Ed è altrettanto giusto che, tramite un’intuizione suggerita dal giornalista Mark Harris (marito del co-sceneggiatore Tony Kushner), quella personalità vulcanica emerga dal volto mite di David Lynch, coetaneo di Spielberg e, seppure in modo diverso, portavoce di una poetica all’insegna della meraviglia e dell’interazione fra reale e irreale, ispirata dal cinema classico hollywoodiano (Lynch è dichiaratamente e palesemente fan de Il mago di Oz di Victor Fleming). Due personalità non tanto distanti, riunite in modo fittizio tramite la rielaborazione di uno dei ricordi più divertenti di Spielberg.

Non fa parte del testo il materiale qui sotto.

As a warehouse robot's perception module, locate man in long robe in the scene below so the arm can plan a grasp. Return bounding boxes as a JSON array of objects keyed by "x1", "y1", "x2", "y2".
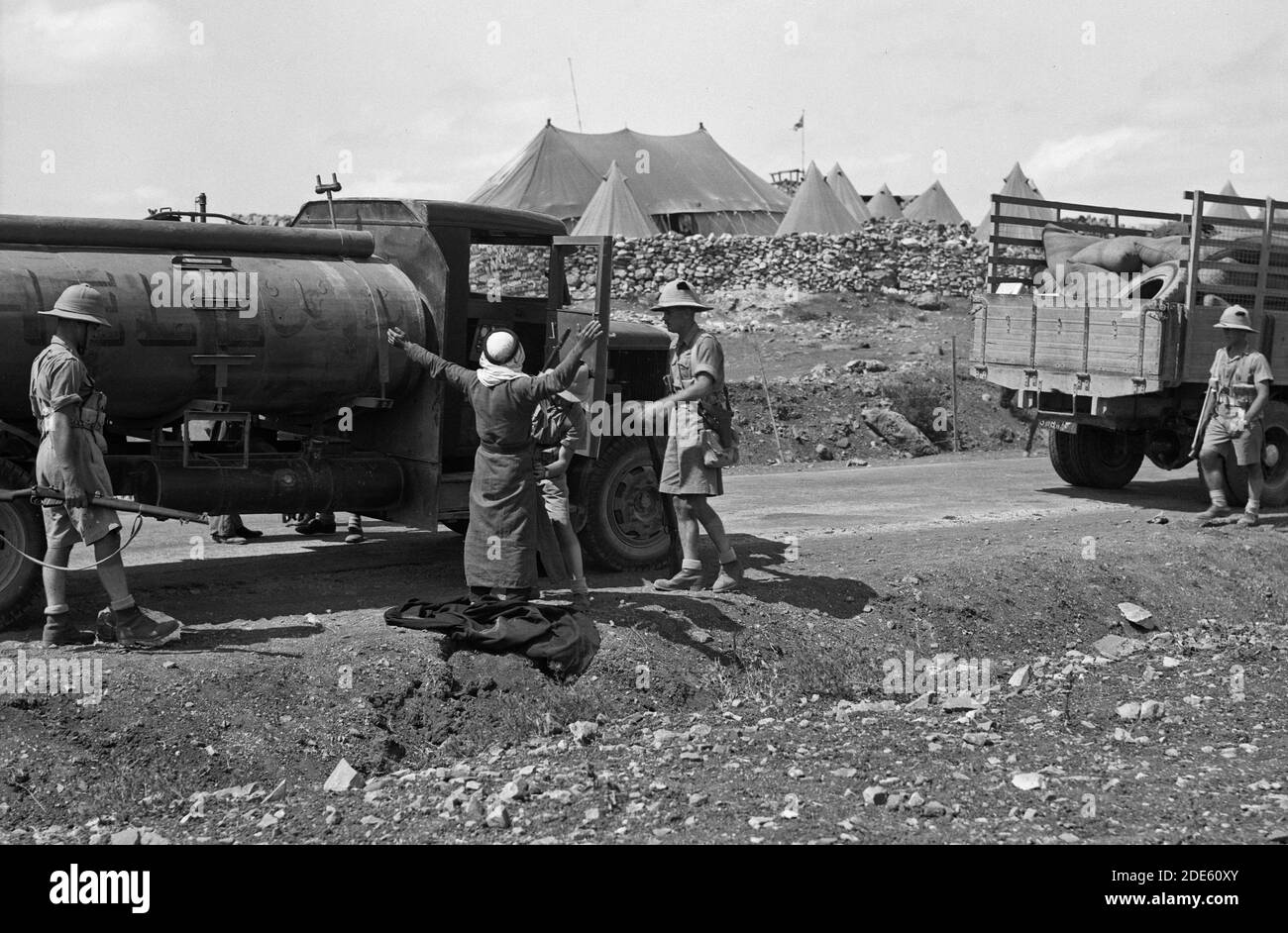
[{"x1": 387, "y1": 321, "x2": 602, "y2": 599}]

Tre generazioni sullo schermo
Quel finale è anche il modo per riflettere sull’evoluzione dell’audiovisivo, coniugando passato, presente e futuro in pochi minuti di film: c’è Ford, la vecchia Hollywood incarnata, uno per il quale il piccolo schermo (firmò qualche episodio per diverse serie tra il 1955 e il 1962) rappresentava la fine della carriera e non l’inizio; ci sono Spielberg e Lynch, due autori che hanno saputo ridefinire le potenzialità della televisione apportando un gusto più cinematografico (non a caso Duel è uscito in sala in Europa, per non parlare delle proiezioni speciali di episodi di Twin Peaks); e nella scelta di affidare il ruolo di Bernie Fein all’attore Greg Grunberg c’è l’allusione a J.J. Abrams, colui che ha portato nel nuovo millennio il rapporto simbiotico tra i due schermi che deve molto al lavoro di Spielberg (il quale ha collaborato con Abrams per Super 8, altro omaggio all’amore per il cinema che scatta in tenera età).
Ma al netto delle libertà che televisione e streaming possono offrire oggi, il fascino del grande schermo rimane immutato. E per questo, alla fine, Sammy esce dall’edificio della CBS, rinvigorito dalla schiettezza di Ford, e si avvia verso nuovi orizzonti, con la macchina da presa che va verso l’alto, oltre i limiti imposti dalla mentalità catodica. Pronto a realizzare quei sogni che non dimenticheremo mai, come dice sua madre descrivendo i film. Sogni grandissimi, a volte prossimi all’incubo (se pensiamo al periodo più cupo negli anni successivi all’11 settembre), sempre lì, nella sala. E rigorosamente senza scivolare nel territorio della “palla mortale”.